А центром этого мира был мой друг Кит. Картина уже не представляется мне однотонной, скорее всего, потому, что я вижу цвета наших поясов. На черном пояске Кита, тоже с пряжкой в виде змеи, изогнувшейся латинской буквой S, – две желтые полосы, на моем – две зеленые. Это своего рода социальный цветовой код, очень удобный. Желтый с черным – цвета хорошей местной приготовительной школы, все ее ученики будут сдавать и обязательно сдадут единый вступительный экзамен в частную школу; у каждого там своя собственная крикетная бита, собственные бутсы и щитки и даже собственная длинная сумка специально для этого снаряжения.

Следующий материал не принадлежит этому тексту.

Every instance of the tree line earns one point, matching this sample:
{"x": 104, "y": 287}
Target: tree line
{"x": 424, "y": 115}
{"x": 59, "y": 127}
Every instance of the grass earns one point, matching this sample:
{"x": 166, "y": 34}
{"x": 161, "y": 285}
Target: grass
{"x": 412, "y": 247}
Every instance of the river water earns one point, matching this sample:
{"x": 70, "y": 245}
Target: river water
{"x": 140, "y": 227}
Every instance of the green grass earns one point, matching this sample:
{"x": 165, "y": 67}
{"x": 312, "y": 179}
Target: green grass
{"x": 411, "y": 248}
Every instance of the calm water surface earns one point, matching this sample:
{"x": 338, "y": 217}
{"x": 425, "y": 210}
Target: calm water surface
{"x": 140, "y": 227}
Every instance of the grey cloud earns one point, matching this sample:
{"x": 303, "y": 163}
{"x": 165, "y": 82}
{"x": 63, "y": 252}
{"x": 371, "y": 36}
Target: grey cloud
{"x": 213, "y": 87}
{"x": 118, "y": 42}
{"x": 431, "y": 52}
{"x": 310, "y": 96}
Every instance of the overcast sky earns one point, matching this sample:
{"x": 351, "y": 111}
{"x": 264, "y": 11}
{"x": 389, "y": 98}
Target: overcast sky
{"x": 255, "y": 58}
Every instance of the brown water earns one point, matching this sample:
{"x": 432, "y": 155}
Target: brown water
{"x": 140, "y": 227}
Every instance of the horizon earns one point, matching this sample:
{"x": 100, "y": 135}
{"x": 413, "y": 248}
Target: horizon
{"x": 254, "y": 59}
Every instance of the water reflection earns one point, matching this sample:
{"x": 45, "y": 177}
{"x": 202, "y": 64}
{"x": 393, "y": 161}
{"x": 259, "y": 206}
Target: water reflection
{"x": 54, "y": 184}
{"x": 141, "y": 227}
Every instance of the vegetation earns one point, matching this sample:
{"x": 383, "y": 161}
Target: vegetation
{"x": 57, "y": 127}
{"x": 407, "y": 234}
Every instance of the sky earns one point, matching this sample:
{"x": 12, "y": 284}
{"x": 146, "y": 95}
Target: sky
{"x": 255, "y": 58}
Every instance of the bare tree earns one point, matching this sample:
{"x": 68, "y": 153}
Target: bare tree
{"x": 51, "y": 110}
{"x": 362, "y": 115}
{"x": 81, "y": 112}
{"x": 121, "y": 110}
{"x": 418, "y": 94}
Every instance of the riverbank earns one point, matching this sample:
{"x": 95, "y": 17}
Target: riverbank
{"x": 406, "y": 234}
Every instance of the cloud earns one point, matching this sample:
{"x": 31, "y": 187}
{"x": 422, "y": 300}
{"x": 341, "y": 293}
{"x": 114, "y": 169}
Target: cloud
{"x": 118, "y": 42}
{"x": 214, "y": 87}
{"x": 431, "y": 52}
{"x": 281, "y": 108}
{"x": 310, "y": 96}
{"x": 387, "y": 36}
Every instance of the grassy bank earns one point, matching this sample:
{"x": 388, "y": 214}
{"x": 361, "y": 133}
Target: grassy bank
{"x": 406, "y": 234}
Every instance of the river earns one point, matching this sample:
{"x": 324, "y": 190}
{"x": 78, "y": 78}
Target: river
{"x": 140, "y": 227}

А зеленый с черным – это цвета другой, захудалой школы, где половину составляют долговязые олухи, вроде моего брата Джеффа, уже провалившиеся на едином экзамене; в крикет там играют измочаленными школьными битами, причем некоторые ученики выходят на площадку в коричневых спортивных тапках и серых школьных шортах.
Уже в ту пору я остро сознавал, что мне немыслимо повезло: я дружу с Китом. Теперь же, в зрелом возрасте, вспоминая былое, я тем более дивлюсь этой дружбе. Не только пояс, но все, окружавшее Кита, было желто-черным; а все, окружавшее меня, было явно зелено-черным. В нашей с ним армии числилось всего двое военнослужащих; Кит, разумеется, представлял собой офицерский корпус, а я – рядовой и сержантский состав, чем был чрезвычайно доволен.
У нас возникало множество затей и планов, и во всех наших нередко рискованных предприятиях Кит был ведущим, а я ведомым. Теперь-то я понимаю, что в моей жизни он оказался всего лишь первым в целой череде властных людей, чьим верным последователем я становился. Основу непререкаемого авторитета Кита составляло его умственное превосходство и богатое воображение. Не я, а Кит придумал подвесить между нашими домами канат и с его помощью перебрасывать туда-сюда записки, наподобие того, как выдаются чеки и сдача в местных бакалейных лавках. Позже он изобрел потрясающую подземную железную дорогу на пневматической тяге. Идею он позаимствовал во время походов в ближний универмаг, куда мы могли шастать беспрепятственно сколько душе угодно, так как никто не обращал на нас внимания; там мы и приметили, как работает ихний кассовый аппарат. Во всяком случае, именно Кит подал идею канатной дороги и пневматических труб, по которым мы и наши послания могли бы перемещаться, когда мы осуществим свои замыслы.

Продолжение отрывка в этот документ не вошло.